To make the ice cream, set up an ice bath by placing a 2-quart (2l) bowl in a larger bowl partially filled with ice and water. Set a strainer over the top of the smaller bowl and pour the cream into the bowl.In a separate bowl, stir together the egg yolks. Remove bean pod from milk. Rewarm the milk then gradually pour some of the milk into the yolks, whisking constantly as you pour. Scrape the warmed yolks and milk back into the saucepan. Cook over low heat, stirring constantly and scraping the bottom with a heat-resistant spatula, until the custard thickens enough to coat the spatula and temperature is about 170 degrees.
Strain the custard into the heavy cream.
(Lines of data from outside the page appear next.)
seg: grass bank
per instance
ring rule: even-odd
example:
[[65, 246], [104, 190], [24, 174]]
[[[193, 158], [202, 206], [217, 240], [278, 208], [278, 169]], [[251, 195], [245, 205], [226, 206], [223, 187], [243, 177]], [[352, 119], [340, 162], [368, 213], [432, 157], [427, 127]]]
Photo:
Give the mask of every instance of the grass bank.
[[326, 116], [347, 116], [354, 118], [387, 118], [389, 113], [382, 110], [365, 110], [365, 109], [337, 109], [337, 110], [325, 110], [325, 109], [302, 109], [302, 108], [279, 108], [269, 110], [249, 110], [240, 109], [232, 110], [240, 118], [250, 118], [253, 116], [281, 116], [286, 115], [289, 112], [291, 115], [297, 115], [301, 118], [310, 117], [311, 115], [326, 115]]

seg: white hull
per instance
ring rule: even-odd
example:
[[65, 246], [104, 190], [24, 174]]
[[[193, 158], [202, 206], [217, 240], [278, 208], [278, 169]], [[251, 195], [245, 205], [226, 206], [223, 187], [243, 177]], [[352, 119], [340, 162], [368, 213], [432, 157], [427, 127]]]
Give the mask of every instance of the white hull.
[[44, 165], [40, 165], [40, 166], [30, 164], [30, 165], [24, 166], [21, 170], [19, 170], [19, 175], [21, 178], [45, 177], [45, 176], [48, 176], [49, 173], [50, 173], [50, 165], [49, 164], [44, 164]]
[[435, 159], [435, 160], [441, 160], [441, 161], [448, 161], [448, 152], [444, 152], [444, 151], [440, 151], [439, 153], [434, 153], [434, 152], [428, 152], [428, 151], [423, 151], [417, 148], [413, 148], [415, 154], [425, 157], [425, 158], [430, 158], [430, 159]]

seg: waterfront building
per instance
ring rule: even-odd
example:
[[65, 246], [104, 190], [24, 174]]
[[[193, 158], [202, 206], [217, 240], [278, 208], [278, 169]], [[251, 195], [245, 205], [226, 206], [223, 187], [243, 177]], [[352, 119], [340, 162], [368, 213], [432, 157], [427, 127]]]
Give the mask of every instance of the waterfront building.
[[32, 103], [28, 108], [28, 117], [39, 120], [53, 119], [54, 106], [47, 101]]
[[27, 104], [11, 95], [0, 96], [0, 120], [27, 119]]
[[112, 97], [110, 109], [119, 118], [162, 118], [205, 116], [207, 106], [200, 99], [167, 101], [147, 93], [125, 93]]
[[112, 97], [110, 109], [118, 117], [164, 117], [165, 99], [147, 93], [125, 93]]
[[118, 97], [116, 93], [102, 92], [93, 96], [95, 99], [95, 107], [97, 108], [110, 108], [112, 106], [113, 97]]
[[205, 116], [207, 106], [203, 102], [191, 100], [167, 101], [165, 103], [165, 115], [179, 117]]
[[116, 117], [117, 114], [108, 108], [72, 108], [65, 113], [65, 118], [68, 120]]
Stir over the ice until cool, add the vanilla extract, then refrigerate to chill thoroughly, preferably overnight.
Pour half of the custard into your ice cream maker according to the manufacturer’s instructions. I put the bowl with the other half of custard back in the fridge, covered with plastic, and churned the vanilla for 1 hour, then spooned it into a freezer proof container, and froze it.
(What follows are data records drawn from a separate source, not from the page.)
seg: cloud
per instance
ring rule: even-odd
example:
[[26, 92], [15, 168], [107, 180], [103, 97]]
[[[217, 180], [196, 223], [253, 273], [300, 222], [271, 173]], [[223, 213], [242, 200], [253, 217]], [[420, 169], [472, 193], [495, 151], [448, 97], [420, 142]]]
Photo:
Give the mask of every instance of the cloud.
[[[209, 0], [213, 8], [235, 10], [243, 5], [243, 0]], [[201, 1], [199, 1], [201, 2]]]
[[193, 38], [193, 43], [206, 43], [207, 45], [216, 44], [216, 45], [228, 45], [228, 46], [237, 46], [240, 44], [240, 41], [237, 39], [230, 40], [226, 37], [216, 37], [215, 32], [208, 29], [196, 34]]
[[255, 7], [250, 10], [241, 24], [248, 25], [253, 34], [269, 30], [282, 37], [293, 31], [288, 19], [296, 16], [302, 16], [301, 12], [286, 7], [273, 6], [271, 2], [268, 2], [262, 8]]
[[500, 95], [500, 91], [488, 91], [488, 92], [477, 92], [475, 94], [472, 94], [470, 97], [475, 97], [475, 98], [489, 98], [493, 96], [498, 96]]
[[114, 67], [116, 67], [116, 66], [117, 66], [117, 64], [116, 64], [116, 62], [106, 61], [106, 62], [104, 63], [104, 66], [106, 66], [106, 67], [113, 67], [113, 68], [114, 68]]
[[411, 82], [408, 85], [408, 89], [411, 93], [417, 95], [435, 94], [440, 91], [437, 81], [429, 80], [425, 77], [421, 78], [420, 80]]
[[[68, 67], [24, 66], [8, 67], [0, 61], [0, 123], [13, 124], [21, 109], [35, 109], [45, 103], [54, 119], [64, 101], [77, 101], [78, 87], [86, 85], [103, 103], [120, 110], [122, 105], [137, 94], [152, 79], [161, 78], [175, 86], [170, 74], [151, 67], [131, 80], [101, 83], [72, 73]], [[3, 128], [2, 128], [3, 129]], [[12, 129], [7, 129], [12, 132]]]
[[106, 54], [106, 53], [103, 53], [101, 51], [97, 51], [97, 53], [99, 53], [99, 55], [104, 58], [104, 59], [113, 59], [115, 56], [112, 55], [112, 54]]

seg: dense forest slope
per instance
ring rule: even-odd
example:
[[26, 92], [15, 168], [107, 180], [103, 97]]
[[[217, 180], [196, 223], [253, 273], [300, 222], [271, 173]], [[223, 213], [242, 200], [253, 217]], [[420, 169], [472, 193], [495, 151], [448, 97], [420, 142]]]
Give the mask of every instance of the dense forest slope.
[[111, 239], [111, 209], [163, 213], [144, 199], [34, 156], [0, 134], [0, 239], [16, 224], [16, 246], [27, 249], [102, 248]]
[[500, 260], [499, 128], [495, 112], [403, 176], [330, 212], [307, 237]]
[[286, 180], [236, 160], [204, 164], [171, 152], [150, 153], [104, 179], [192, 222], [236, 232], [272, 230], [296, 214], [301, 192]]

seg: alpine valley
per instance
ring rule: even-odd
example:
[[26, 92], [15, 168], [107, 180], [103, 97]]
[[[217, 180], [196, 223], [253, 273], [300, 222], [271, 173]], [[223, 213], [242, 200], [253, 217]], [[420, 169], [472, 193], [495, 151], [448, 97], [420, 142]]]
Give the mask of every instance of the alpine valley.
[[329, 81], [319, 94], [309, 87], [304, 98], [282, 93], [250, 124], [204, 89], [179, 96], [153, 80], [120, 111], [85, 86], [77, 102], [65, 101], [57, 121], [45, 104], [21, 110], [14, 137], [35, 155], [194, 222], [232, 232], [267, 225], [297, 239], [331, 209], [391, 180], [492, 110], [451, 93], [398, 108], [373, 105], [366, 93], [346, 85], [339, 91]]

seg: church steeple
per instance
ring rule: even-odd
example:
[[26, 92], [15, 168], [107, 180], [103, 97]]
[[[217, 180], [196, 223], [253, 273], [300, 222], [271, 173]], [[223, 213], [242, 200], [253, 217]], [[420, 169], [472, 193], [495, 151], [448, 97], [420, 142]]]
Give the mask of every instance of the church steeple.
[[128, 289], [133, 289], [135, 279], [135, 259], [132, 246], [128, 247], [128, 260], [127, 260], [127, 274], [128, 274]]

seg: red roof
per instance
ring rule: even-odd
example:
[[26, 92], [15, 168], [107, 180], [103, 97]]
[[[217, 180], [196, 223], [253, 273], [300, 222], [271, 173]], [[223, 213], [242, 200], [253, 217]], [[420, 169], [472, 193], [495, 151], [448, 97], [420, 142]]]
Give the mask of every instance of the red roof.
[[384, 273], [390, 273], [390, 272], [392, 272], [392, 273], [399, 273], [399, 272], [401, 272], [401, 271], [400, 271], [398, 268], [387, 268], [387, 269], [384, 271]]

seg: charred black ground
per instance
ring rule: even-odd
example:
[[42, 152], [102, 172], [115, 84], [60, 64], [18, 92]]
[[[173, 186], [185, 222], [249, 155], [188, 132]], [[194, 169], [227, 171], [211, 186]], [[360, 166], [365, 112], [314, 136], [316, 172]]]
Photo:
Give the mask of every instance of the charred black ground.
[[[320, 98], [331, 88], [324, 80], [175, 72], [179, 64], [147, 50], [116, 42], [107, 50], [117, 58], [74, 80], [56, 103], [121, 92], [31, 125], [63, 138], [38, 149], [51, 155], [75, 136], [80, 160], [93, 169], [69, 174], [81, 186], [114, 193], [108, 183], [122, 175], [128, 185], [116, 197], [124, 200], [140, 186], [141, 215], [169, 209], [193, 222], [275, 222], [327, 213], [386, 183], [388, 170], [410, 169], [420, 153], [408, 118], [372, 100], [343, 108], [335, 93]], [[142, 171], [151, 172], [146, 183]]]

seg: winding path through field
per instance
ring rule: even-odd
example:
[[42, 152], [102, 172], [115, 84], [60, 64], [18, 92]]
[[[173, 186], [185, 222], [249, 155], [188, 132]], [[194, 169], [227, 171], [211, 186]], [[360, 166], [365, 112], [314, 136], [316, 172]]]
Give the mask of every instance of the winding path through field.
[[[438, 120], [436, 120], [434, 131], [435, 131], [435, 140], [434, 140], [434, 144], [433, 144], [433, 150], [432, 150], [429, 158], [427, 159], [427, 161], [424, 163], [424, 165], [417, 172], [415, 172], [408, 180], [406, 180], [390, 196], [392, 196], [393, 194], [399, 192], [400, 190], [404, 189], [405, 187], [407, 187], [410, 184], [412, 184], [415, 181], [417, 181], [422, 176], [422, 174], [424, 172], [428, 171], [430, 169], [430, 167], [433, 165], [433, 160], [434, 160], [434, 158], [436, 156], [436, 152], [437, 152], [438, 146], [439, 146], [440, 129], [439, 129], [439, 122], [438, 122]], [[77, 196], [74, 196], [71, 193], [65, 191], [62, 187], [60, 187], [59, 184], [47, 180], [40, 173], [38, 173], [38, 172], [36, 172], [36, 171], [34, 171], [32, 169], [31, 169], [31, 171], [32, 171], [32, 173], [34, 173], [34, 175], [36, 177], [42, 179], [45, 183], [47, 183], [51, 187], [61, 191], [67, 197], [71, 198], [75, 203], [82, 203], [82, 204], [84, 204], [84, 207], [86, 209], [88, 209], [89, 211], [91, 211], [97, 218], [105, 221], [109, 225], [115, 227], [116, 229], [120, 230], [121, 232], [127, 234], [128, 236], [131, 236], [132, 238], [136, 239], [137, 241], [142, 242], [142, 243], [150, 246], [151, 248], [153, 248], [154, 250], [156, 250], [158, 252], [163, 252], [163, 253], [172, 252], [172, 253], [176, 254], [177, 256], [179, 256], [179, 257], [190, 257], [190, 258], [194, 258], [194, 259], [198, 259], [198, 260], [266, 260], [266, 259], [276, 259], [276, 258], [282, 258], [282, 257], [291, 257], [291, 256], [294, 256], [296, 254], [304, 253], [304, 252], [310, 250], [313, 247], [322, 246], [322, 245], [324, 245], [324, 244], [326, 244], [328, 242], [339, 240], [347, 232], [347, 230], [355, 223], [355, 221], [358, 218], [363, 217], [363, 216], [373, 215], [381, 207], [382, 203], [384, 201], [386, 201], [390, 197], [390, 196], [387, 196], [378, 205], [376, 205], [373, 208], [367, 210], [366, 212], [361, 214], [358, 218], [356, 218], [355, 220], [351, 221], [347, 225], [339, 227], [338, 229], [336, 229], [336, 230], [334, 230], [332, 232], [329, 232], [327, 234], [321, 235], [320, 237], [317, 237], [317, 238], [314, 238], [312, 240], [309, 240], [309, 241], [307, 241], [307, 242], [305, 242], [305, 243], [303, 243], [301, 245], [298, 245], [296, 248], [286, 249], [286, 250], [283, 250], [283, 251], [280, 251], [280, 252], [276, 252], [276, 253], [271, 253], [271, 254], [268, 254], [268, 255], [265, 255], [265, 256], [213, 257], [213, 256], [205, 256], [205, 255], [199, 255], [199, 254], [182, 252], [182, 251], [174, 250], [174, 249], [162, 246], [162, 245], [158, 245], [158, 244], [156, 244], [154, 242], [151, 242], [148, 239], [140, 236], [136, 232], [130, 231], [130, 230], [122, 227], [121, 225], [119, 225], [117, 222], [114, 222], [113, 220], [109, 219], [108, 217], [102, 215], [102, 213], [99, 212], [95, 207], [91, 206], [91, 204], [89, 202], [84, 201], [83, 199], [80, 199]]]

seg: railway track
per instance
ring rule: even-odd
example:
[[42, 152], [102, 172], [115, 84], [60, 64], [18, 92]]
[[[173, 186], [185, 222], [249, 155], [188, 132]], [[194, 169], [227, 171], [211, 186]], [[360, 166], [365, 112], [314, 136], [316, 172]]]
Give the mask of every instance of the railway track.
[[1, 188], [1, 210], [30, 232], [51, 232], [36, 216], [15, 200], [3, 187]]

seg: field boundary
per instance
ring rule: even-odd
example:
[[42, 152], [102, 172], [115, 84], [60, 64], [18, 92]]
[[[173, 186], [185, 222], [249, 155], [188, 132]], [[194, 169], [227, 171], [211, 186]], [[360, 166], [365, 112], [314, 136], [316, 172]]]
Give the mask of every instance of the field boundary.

Then I moved on to making my chocolate chip ice cream. I poured the remaining custard into the ice cream maker and started the machine. Then I melted about 8 oz. of bittersweet King Arthur chocolate chips on low power in the microwave in a microwave proof bowl. Then I stuck the bowl in the fridge to cool the chocolate a little. After about 30 min. of churning, I started drizzling the melted chocolate right in the ice cream maker. The chocolate froze on contact and didn’t mix in with the vanilla. That is what I was looking for. After I used about 1/3 of the chocolate up, I took the ice cream in the churning canister and stuck it in the freezer. I did this because I noticed that the ice cream was getting a little melty from the chocolate. After about 15 minutes, I took the canister out, starting churning again, and drizzled about 1/3 more of the melted chocolate right in as it was churning. Then, I took the canister and put it in the freezer for another 10 or 15 minutes. Then, I took it out of the freezer, started churning it again, and drizzled the remaining chocolate in as it was churning. I probably churned for another 15-20 minutes, then transferred the ice cream to a freezer container, and froze it. For some reason, I ended up with a lot more of the chocolate chip ice cream than the vanilla, even though I had divided the custard in half for each. I think what happened was that the longer churning process- going in and out of the freezer resulted in creating more volume in the chocolate chip ice cream. But the end product was beyond amazing!
I got the idea for drizzling the melted chocolate right into the ice cream as it churned from two places. One was from reading the description of how Baskin Robbins makes their chocolate chip ice cream right on their container. The other place I got this idea was from a blog called Technicolor Kitchen.